Despite the significance of the available evidence, several limitations must be acknowledged. First, there are still relatively few studies that comprehensively integrate the analysis of the microbiome–mitochondria axis as a potential therapeutic target in metabolic diseases. Much of the current knowledge is derived from indirect observations or studies that focused separately on either microbiome or mitochondrial functions, rather than examining their interaction as a unified mechanism.

In addition, the existing studies lack methodological standardization. Variations in study design, population characteristics, microbiome assessment techniques, and biomarkers of mitochondrial function hinder the comparison of results and the establishment of consistent conclusions. This heterogeneity limits the reproducibility and generalizability of the findings.

Furthermore, a significant proportion of the research has been conducted in animal models, making it difficult to extrapolate the results to human populations. Human clinical studies remain scarce and often involve small sample sizes or specific subgroups, further restricting the applicability of the conclusions.

Future research should therefore focus on the development of standardized methodologies and well-designed clinical trials to clarify how the microbiome–mitochondria axis can be effectively used as a therapeutic strategy.

4. Conclusions

Obesity is a chronic and multifactorial disease with a rapidly increasing global prevalence and a broad spectrum of associated comorbidities, underscoring the urgent need to optimize current therapeutic strategies. Although the pathophysiological mechanisms underlying obesity are not yet fully elucidated, accumulating evidence indicates that both mitochondrial dysfunction and gut dysbiosis contribute to its development and progression. Importantly, these alterations appear to interact in a bidirectional manner, forming a dynamic microbiome–mitochondria axis that may influence energy homeostasis, inflammatory signaling, and metabolic regulation.

The scoping methodology adopted in this review enabled a comprehensive mapping of current preclinical and clinical evidence, highlighting the growing recognition of microbiome–mitochondria crosstalk as a relevant component in obesity pathogenesis.
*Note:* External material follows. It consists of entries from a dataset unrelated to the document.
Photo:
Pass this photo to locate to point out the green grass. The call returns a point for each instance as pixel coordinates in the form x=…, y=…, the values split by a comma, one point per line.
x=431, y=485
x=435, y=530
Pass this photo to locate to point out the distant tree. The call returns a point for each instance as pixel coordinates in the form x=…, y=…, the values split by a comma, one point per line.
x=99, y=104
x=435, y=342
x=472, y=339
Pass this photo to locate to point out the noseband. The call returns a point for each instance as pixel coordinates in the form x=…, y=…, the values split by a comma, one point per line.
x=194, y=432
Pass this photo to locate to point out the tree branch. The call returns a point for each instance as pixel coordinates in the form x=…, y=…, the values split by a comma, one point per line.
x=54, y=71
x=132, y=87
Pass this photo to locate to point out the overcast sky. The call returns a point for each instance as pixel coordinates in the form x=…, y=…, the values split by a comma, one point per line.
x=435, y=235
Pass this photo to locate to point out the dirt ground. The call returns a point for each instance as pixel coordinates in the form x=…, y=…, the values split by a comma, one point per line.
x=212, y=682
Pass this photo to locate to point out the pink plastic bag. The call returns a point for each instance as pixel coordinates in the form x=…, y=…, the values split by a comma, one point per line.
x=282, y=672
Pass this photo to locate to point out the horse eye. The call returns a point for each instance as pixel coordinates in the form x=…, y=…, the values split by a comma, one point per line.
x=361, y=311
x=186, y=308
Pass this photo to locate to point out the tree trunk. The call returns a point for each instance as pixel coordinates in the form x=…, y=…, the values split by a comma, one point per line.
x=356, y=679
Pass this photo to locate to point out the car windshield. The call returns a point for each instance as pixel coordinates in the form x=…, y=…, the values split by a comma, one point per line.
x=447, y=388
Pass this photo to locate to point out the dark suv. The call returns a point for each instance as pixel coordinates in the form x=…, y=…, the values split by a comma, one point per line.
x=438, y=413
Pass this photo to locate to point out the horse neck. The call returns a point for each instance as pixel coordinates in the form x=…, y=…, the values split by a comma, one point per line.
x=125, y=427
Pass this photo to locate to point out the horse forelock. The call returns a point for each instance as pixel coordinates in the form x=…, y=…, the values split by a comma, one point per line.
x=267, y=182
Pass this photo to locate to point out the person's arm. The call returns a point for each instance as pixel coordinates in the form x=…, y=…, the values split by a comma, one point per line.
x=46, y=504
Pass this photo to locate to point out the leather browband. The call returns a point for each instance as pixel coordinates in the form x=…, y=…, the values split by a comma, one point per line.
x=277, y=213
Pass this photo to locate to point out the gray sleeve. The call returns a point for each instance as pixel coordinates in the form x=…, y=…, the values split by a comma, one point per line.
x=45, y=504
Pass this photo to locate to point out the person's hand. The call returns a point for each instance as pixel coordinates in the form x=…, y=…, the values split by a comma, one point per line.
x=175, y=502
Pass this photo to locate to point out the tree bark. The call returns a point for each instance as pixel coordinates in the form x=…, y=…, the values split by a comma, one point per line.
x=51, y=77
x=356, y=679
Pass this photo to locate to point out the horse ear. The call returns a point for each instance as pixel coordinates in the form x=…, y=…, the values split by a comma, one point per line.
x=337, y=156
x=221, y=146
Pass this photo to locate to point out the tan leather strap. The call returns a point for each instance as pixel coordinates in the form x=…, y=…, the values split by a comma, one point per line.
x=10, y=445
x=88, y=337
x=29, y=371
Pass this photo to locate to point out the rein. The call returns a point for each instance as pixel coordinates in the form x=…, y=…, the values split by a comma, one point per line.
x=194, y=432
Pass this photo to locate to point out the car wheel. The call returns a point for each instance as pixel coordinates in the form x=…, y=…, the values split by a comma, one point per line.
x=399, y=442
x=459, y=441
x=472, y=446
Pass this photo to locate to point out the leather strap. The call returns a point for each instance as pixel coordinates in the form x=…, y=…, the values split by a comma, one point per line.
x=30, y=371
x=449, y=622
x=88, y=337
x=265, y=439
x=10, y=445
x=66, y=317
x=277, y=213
While a substantial proportion of mechanistic insights derive from experimental models, emerging human studies support the biological plausibility of this axis as a therapeutic target.
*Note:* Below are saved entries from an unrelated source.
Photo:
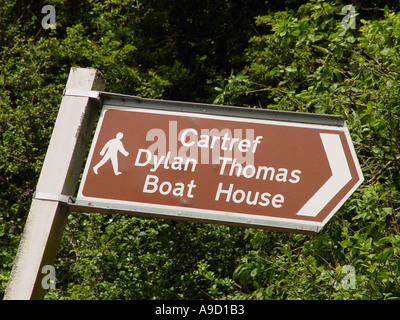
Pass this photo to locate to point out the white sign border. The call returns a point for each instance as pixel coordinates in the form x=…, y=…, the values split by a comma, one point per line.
x=223, y=217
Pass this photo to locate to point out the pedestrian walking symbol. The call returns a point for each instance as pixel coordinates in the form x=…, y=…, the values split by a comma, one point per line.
x=110, y=152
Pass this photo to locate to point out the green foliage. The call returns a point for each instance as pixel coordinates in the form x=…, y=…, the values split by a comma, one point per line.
x=293, y=56
x=308, y=62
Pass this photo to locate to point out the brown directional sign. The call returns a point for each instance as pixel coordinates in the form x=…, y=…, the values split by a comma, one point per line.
x=224, y=169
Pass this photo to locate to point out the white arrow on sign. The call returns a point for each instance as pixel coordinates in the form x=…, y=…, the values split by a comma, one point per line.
x=340, y=176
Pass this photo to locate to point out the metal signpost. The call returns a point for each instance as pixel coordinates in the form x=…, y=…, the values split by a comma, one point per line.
x=248, y=167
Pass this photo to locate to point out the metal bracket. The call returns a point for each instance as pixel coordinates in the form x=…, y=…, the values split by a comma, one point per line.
x=81, y=93
x=53, y=197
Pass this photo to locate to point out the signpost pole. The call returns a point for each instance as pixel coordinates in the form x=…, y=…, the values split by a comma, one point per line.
x=57, y=182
From a translational perspective, the identification of reliable biomarkers capable of monitoring the microbiome–mitochondria axis remains a critical challenge. Potential candidates include circulating and fecal short-chain fatty acids, bile acid profiles, plasma lipopolysaccharide concentrations, markers of intestinal permeability (e.g., zonulin), and systemic inflammatory mediators. Complementarily, mitochondrial-related biomarkers—such as circulating mitochondrial DNA, PGC-1α expression, oxidative stress markers (e.g., malondialdehyde and 8-hydroxy-2′-deoxyguanosine), and assessments of mitochondrial respiration in peripheral blood mononuclear cells—may provide insight into systemic mitochondrial function. The integration of microbiome-derived metabolites with mitochondrial functional parameters could enable the development of composite biomarker panels with improved diagnostic and prognostic value.
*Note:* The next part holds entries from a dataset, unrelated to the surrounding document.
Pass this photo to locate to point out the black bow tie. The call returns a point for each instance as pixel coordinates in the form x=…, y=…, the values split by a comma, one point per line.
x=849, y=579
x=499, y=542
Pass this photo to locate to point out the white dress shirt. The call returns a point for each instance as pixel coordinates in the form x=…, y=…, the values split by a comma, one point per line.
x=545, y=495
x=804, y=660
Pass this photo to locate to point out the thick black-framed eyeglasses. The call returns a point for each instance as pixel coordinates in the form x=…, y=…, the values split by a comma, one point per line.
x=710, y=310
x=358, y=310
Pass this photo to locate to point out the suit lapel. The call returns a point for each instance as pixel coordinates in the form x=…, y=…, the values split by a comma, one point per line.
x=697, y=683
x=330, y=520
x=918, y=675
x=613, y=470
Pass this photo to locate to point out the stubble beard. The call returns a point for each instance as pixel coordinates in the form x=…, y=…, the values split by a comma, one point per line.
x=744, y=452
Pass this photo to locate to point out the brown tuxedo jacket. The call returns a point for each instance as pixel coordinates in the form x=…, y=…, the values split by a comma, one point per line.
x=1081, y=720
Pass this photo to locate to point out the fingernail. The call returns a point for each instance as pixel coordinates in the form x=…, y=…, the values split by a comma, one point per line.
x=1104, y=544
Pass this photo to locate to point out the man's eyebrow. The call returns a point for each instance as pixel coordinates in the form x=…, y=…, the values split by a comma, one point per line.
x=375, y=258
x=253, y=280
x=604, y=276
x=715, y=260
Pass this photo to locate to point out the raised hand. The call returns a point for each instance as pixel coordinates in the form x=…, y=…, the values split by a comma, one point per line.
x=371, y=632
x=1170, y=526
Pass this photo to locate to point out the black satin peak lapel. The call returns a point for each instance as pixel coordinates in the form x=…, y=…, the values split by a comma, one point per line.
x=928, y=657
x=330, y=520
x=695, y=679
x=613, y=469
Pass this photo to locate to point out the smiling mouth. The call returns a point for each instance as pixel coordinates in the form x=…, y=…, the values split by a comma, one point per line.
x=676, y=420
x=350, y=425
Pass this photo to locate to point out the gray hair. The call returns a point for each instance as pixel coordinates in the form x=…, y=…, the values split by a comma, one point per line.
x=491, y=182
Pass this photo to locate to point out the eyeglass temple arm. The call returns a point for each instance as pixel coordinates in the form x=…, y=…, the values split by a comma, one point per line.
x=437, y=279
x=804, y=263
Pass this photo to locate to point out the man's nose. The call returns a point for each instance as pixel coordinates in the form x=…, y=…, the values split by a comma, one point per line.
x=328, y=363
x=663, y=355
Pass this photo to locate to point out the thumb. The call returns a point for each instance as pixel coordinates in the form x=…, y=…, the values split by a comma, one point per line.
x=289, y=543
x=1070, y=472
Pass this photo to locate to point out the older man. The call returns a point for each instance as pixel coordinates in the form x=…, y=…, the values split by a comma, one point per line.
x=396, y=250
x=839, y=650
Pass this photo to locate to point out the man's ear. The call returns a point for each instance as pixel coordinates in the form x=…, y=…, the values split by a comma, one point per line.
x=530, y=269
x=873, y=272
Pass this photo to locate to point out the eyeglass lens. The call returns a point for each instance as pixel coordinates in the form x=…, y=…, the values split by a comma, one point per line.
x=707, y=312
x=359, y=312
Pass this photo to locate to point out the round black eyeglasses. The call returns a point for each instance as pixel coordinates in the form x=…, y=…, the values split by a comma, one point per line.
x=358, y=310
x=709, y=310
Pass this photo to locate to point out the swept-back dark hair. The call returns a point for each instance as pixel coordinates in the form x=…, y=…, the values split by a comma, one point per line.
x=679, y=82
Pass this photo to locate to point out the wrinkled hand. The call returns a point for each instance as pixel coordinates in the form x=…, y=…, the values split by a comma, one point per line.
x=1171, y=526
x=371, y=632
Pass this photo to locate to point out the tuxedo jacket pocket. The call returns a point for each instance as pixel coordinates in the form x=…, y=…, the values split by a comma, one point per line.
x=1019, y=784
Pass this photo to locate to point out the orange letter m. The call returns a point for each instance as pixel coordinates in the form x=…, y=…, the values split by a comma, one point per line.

Such multidimensional approaches may facilitate patient stratification and support the development of precision nutrition and personalized therapeutic strategies targeting the microbiome–mitochondria axis. In recent years, various interventions—including prebiotics, probiotics, postbiotics, natural bioactive compounds, and mitochondria-targeted antioxidants—have shown promising results in modulating this axis, particularly in preclinical models. Although further well-designed clinical trials are required to confirm their efficacy and long-term safety, these strategies represent an emerging and potentially impactful avenue in obesity research.

A deeper mechanistic understanding of microbiome–mitochondria interactions could not only contribute to improved obesity management but also enhance the prediction, prevention, and treatment of obesity-associated comorbidities. Continued integration of mechanistic, translational, and clinical research will be essential to fully elucidate the therapeutic potential of this complex and evolving biological axis.